Cosa fa dopo l’addio al Watford?

“Sono in stand by e continuo a vivere in Inghilterra, mi aggiorno sul calcio britannico, una miniera per un direttore sportivo”.

La sua esperienza in Premier?

“Molto importante, una esperienza dura ma affascinante; devo ringraziare i Pozzo per avermi consentito confrontarmi in Premier facendomi firmare un biennale, prima di decidere consensualmente di rescindere un mese fa”

Lei ha lavorato con tre presidenti molto particolari:  Pozzo, Zamparini e Cellino…

“Con loro conservo un ottimo rapporto, anche affettuoso,  lo faccio anche con Gaucci con il quale ho lavorato 10 anni fa.  Sono presidenti con i quali possono esserci state magari delle discussioni durante il lavoro, ma la stima è immutata e solida. Con Cellino, per esempio, abbiamo fatto di tutto, promozioni, salvezze acquisizioni e vendite come Suazo, Matri e altri. Siamo sempre in contatto”.

Italiani in Premier, tanti allenatori  protagonisti. Come li vede?

“L’anno scorso gli allenatori italiani hanno fatto molto bene, non solo in Inghilterra. Partendo da Ranieri che è sulla bocca di tutti, ma penso a Guidolin che è subentrato in corsa ed ha fatto un gran lavoro. Guidolin è una certezza, non aveva bisogno di confermarsi in Premier”

E parte la sfida Conte-Mourinho…

“Due titani della panchina. Conte ha fatto cose incredibili di recente, Mourinho è reduce da un piccolo stop al Chelsea. Sarà una sfida avvincente”.

La Juventus insiste per Matic dal Chelsea, è l’uomo giusto secondo lei?

“Perché?  Lo danno?
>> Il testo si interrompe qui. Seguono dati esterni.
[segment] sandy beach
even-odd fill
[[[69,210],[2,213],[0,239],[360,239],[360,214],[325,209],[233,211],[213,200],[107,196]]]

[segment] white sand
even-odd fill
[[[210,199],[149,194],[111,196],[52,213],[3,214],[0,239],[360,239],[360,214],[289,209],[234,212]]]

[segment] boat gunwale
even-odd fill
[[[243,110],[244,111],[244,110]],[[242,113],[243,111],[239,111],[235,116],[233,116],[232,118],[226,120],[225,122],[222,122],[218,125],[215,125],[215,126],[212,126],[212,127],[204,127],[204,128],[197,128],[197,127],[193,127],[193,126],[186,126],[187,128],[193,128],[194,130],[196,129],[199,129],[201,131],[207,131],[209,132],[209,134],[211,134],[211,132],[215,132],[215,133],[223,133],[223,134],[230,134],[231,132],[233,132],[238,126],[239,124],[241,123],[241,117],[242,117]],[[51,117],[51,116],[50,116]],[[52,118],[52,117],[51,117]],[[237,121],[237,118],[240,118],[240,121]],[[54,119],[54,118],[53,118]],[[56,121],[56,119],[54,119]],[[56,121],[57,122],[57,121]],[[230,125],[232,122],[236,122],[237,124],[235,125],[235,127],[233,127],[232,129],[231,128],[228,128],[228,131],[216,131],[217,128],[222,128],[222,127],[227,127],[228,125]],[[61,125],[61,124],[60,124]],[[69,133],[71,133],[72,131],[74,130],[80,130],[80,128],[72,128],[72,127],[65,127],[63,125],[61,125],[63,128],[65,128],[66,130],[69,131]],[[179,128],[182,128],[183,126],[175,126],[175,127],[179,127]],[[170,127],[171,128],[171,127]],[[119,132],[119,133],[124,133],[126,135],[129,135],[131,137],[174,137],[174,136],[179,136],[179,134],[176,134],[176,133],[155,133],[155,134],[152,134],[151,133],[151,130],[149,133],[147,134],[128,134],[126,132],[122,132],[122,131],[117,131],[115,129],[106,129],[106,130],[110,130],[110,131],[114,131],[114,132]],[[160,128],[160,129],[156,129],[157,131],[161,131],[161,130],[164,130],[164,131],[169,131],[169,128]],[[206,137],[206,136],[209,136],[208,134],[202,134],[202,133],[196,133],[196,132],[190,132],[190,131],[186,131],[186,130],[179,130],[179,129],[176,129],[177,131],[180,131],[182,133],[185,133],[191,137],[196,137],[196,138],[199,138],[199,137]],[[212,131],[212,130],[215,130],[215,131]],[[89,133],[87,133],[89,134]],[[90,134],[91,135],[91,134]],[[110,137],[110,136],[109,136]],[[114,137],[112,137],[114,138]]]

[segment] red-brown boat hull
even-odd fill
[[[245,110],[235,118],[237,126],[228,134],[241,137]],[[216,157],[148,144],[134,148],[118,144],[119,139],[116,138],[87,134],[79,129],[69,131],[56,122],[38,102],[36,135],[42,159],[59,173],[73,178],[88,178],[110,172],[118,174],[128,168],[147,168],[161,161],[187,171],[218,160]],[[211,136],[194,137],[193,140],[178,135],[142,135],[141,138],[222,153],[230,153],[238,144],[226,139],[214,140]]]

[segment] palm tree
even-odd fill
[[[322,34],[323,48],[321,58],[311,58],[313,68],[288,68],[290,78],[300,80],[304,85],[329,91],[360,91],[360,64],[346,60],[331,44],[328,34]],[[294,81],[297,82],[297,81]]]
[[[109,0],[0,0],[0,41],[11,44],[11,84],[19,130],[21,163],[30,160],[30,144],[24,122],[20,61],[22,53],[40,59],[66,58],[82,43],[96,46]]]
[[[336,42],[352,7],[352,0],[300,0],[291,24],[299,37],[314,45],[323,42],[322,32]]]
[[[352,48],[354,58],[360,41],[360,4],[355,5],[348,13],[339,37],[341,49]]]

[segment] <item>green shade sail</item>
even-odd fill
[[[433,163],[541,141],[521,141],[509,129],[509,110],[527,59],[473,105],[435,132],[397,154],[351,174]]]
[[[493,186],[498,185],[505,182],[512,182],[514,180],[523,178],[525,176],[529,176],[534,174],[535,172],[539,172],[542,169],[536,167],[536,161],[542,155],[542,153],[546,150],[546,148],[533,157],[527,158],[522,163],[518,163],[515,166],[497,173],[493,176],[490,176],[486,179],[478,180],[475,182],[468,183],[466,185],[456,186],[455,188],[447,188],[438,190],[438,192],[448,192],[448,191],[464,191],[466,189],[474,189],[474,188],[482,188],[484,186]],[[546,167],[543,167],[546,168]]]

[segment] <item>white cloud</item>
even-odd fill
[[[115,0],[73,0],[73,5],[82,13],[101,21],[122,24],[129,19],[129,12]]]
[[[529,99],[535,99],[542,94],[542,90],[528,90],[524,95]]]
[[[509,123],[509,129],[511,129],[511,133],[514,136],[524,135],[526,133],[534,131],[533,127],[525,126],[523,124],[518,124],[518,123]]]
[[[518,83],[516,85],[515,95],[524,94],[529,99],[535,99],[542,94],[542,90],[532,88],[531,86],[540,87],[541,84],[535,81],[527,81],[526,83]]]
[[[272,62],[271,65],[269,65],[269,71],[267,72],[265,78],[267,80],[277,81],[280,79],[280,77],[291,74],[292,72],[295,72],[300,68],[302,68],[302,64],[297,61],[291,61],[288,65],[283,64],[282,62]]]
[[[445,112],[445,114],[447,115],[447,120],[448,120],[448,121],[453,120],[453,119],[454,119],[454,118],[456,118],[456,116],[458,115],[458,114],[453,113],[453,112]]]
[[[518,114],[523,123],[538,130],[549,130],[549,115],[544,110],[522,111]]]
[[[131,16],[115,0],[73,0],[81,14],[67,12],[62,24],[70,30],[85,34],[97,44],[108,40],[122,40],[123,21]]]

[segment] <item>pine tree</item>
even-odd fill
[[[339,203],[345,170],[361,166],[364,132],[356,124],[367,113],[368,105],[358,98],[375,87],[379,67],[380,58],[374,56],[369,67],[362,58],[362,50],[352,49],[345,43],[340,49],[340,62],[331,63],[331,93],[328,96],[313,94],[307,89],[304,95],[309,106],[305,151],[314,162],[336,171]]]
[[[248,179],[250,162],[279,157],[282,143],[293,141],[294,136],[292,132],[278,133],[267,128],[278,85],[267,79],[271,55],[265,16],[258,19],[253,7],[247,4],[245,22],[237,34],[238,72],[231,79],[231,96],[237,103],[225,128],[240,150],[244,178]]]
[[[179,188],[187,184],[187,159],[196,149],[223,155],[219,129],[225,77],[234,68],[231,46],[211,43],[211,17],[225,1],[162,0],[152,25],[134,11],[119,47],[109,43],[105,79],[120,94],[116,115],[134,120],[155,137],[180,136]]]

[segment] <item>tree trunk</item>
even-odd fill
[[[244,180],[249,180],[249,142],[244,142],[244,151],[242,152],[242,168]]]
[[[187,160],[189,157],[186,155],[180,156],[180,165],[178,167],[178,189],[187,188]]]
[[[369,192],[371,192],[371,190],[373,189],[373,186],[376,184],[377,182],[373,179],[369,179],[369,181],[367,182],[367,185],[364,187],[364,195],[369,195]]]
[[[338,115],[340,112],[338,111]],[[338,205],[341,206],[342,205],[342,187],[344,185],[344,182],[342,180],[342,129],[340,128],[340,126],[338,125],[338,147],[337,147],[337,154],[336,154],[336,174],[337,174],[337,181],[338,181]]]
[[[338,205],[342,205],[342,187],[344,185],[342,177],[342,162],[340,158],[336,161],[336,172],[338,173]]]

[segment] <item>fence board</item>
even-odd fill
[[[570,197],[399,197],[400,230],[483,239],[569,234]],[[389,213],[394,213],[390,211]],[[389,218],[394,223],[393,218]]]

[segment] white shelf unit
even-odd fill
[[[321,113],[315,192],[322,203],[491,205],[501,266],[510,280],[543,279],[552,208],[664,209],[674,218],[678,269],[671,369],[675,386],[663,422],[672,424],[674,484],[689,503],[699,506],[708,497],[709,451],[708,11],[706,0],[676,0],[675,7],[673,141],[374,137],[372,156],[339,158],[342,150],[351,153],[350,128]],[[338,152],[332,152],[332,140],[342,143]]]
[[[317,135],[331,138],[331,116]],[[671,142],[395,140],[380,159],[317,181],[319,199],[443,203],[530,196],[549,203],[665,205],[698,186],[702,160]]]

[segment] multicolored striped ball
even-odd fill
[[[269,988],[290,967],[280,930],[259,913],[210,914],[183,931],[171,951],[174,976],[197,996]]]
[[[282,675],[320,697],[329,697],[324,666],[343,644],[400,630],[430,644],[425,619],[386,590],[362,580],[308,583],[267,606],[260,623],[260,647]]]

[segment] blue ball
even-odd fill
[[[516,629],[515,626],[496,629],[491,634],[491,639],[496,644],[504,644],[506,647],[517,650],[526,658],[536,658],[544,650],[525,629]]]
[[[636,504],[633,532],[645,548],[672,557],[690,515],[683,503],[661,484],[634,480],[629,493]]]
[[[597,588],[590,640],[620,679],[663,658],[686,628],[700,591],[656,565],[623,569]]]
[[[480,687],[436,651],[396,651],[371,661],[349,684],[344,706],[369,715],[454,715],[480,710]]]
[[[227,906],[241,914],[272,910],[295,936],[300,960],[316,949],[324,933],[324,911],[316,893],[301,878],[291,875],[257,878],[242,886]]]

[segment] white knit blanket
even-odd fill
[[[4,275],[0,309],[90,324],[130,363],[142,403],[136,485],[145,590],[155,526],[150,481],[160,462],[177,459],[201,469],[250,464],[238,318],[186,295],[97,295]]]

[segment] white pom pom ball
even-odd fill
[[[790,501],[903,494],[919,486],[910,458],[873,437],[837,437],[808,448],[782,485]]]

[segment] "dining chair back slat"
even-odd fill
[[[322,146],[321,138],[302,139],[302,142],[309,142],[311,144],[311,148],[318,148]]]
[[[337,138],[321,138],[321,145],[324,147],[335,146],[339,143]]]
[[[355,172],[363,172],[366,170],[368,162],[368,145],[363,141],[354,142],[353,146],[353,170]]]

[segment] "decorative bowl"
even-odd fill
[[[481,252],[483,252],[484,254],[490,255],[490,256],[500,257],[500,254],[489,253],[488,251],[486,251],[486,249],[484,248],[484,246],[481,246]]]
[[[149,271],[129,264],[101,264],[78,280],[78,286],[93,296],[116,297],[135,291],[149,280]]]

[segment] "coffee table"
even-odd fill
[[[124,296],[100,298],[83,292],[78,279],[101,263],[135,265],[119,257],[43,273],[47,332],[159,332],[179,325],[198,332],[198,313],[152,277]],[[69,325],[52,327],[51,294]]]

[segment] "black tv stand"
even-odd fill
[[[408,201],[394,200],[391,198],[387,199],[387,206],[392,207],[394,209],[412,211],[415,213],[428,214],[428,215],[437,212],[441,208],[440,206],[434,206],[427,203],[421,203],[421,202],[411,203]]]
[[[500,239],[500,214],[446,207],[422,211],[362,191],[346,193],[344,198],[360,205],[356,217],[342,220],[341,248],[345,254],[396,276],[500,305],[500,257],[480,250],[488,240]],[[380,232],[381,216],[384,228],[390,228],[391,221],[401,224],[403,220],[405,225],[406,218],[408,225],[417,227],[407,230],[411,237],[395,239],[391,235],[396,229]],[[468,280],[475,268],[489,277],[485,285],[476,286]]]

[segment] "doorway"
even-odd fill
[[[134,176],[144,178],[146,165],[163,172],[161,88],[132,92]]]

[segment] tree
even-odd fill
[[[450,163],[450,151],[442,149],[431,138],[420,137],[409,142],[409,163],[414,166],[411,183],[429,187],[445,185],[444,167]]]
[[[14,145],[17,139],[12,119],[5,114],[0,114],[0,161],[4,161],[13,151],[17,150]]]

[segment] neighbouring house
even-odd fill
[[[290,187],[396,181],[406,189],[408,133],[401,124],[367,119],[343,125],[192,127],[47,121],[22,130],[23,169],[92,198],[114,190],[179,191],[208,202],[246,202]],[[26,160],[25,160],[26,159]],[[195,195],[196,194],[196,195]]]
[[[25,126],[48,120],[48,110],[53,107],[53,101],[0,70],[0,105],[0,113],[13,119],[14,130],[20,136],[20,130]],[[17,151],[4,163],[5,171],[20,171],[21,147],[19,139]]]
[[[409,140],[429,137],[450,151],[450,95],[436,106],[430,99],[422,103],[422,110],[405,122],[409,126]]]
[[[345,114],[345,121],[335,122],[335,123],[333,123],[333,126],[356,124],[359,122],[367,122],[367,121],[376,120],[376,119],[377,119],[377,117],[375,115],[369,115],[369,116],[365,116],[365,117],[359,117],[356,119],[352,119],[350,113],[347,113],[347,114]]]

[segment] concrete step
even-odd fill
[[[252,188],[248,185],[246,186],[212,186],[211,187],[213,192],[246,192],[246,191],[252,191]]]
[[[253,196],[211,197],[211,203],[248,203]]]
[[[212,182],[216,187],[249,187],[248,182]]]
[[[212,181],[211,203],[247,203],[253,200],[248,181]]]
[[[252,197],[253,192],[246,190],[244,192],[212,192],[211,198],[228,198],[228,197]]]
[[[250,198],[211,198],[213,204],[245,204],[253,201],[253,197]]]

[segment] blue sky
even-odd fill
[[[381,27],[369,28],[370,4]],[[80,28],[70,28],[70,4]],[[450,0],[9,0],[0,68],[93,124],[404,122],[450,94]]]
Non è facile, una grandissimo giocatore, la Juventus farebbe un colpo eccellente, parliamo di un calciatore di struttura, peso e qualità”.

Se dovesse consigliare un giocatore alle italiane ?

“Si è parlato molto di Kantè ora finito al Chelsea, a me piace molto invece l’altro centrocampista del club di Ranieri, Danny Drinkwater, ma difficilmente lo lasceranno partire…”.

La rivedremo presto in pista?

“Vedremo, non è nemmeno detto che succeda. In questo momento sto qui a Londra a vedere calcio, poi non so. A giugno mi aveva chiamato il Palermo, prima dell’arrivo di Foschi, ma ero sotto contratto col Watford e non potevo prendere impegni. E’ andata così”.